ImPACT is accurate but was never meant to stand alone, said Lovell, and a better estimate of the false positive rate is around 10 percent.

“No test is perfect,” said Lovell, a neuropsychologist. “ImPACT certainly isn’t perfect. It’s why we don’t say it should be used in and of itself.”

But some practitioners are indeed relying too heavily on ImPACT, said Robert Cantu, co-director of Boston University’s Center for the Study of Traumatic Encephalopathy.

“They’re important, but they’re widely misused as the only tool in the toolbox,” said Cantu, referring to ImPACT, the market leader, as well as other computerized neurocognitive tests.

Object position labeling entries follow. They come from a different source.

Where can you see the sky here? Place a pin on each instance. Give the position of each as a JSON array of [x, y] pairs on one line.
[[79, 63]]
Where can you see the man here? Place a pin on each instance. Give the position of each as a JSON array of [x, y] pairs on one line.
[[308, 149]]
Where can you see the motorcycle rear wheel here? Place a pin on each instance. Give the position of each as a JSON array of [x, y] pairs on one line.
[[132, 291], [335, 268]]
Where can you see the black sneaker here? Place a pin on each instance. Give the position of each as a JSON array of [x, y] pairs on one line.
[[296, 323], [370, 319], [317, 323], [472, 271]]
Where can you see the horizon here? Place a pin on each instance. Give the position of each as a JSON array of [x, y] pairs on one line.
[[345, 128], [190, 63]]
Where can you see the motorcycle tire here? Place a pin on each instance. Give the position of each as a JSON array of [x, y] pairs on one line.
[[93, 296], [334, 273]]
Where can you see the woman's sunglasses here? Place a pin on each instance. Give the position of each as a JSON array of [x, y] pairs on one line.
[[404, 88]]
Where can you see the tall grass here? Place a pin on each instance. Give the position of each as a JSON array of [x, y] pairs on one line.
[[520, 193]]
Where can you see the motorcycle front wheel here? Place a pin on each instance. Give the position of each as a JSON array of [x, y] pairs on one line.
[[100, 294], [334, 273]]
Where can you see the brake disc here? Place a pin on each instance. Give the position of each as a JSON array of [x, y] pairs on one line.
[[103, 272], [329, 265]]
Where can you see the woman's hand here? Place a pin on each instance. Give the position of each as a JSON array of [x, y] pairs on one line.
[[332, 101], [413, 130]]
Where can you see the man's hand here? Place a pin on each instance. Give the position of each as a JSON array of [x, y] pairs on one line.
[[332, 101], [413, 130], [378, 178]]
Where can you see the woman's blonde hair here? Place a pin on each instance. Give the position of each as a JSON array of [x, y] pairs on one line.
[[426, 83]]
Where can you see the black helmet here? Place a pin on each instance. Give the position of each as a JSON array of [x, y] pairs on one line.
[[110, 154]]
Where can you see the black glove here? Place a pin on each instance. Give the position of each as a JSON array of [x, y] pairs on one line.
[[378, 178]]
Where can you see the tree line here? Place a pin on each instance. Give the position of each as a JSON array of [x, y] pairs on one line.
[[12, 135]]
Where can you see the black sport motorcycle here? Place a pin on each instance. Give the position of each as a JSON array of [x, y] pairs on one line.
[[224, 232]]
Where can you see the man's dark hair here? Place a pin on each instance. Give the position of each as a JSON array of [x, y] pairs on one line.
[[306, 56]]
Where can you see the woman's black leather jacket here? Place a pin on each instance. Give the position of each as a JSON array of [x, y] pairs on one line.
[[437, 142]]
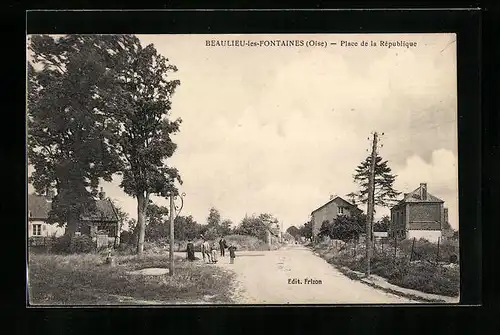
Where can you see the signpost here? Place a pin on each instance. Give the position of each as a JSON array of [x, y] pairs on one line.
[[174, 211]]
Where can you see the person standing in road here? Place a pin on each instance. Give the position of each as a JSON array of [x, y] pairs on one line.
[[214, 253], [232, 254], [223, 246], [190, 250]]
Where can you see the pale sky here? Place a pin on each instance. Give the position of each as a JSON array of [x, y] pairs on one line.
[[279, 129]]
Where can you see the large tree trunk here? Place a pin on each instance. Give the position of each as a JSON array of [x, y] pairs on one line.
[[142, 202]]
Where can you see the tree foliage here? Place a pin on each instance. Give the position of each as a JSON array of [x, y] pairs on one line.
[[186, 228], [157, 225], [65, 142], [257, 226], [138, 112], [385, 194]]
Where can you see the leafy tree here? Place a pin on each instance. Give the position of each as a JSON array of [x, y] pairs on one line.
[[294, 231], [123, 216], [384, 192], [382, 225], [137, 111], [65, 142], [186, 228], [157, 226], [256, 225]]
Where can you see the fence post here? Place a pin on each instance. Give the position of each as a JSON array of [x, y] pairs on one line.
[[412, 246], [437, 256]]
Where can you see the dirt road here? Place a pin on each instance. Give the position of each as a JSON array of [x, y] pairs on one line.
[[295, 275]]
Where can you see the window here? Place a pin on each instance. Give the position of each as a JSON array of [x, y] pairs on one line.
[[37, 230]]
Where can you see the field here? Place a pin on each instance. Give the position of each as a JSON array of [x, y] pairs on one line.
[[85, 279], [420, 272]]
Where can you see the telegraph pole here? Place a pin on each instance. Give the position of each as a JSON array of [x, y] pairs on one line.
[[371, 194], [172, 213]]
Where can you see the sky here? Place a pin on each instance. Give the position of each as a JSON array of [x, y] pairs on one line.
[[280, 129]]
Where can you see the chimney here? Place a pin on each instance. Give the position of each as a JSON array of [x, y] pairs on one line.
[[102, 194], [423, 191]]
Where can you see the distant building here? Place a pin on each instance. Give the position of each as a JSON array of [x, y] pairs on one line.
[[330, 211], [104, 218], [418, 215]]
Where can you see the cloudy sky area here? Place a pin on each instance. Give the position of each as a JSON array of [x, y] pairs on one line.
[[280, 129]]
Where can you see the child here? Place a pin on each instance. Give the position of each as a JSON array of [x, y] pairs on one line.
[[232, 256], [214, 253]]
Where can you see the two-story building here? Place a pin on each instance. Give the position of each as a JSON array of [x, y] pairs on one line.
[[418, 215], [103, 218], [330, 211]]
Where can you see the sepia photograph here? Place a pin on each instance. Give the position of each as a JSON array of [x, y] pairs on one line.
[[242, 169]]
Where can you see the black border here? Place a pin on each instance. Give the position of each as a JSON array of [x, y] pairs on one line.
[[467, 23]]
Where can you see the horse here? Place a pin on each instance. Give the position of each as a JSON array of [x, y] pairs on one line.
[[206, 250]]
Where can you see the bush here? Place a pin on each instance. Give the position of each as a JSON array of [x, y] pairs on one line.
[[126, 237], [82, 244], [77, 244]]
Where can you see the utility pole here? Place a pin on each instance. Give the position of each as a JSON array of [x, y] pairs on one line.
[[172, 213], [371, 194]]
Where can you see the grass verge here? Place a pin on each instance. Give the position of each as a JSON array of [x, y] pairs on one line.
[[86, 280], [421, 276]]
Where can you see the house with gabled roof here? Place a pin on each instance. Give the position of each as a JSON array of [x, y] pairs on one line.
[[103, 218], [330, 211], [418, 215]]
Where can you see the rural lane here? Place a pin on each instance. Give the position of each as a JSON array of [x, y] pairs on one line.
[[265, 277]]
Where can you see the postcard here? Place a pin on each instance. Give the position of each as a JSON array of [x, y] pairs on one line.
[[242, 169]]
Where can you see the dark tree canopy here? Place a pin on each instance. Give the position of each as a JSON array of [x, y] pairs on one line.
[[65, 139], [99, 105], [257, 226], [385, 194]]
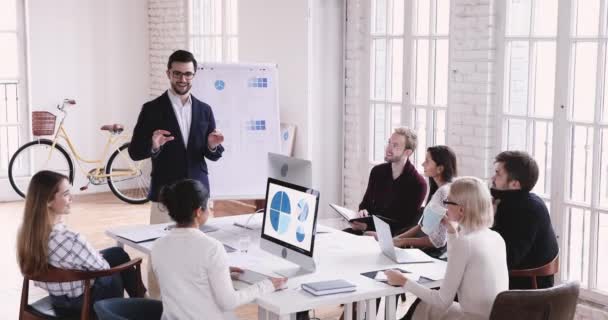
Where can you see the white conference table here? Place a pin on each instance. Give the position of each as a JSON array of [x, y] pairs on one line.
[[338, 255]]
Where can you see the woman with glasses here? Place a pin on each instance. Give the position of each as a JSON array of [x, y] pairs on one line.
[[191, 267], [477, 264], [440, 167]]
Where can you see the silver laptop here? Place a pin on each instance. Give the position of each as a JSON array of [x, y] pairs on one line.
[[385, 240]]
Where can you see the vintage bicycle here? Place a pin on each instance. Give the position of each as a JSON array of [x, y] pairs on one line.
[[129, 180]]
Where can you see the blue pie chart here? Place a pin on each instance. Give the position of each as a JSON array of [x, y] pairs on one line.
[[302, 210], [280, 212], [300, 235]]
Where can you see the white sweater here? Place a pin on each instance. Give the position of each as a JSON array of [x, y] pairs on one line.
[[476, 270], [194, 278]]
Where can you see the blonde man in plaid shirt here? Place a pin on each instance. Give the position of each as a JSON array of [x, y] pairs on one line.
[[44, 240]]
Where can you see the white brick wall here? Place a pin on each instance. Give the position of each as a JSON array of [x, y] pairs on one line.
[[355, 102], [471, 101], [168, 29]]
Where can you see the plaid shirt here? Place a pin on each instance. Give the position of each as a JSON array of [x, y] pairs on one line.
[[70, 250]]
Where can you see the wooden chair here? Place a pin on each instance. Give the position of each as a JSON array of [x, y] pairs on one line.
[[43, 309], [548, 269], [555, 303]]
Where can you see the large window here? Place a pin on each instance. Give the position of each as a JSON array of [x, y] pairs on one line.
[[214, 30], [13, 111], [555, 95], [408, 71]]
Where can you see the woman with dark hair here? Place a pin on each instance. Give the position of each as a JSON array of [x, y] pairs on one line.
[[191, 267], [43, 240], [441, 168]]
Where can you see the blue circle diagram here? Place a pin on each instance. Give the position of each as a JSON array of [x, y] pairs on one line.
[[302, 210], [280, 212], [300, 235]]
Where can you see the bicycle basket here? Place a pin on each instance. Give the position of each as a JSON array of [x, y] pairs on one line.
[[43, 123]]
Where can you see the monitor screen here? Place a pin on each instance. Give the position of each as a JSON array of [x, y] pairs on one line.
[[290, 216]]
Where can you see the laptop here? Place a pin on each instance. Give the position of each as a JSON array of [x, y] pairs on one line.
[[385, 240]]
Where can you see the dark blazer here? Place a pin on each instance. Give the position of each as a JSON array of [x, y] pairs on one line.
[[522, 219], [174, 161], [398, 199]]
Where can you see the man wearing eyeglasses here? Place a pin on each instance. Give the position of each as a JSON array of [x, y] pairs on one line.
[[177, 131]]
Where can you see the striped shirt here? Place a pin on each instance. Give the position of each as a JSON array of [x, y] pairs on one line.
[[70, 250]]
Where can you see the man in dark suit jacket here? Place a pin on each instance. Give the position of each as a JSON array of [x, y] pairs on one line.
[[177, 131], [522, 218], [395, 189]]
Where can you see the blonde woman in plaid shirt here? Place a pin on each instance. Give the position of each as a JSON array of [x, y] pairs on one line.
[[43, 240]]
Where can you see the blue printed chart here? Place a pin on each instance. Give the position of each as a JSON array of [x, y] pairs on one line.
[[280, 212]]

ImPACT only measures cognitive symptoms, and there are three other types of concussion symptoms to consider, including physical (problems balancing), emotional (anxiety, depres­sion), and changes in sleep habits.

He said the study is interesting and added that the underlying problem it examines – whether young athletes get back to tackling or checking too soon – is pervasive.

“We have a huge problem, and the problem now is mostly the doctors who are evaluating the kids don’t really have enough background of assessing and evaluating the concussion, and therefore many kids are being returned prematurely,” said Cantu.

“It’s a valuable tool, I believe,” he said. “It can never be used to stand alone.”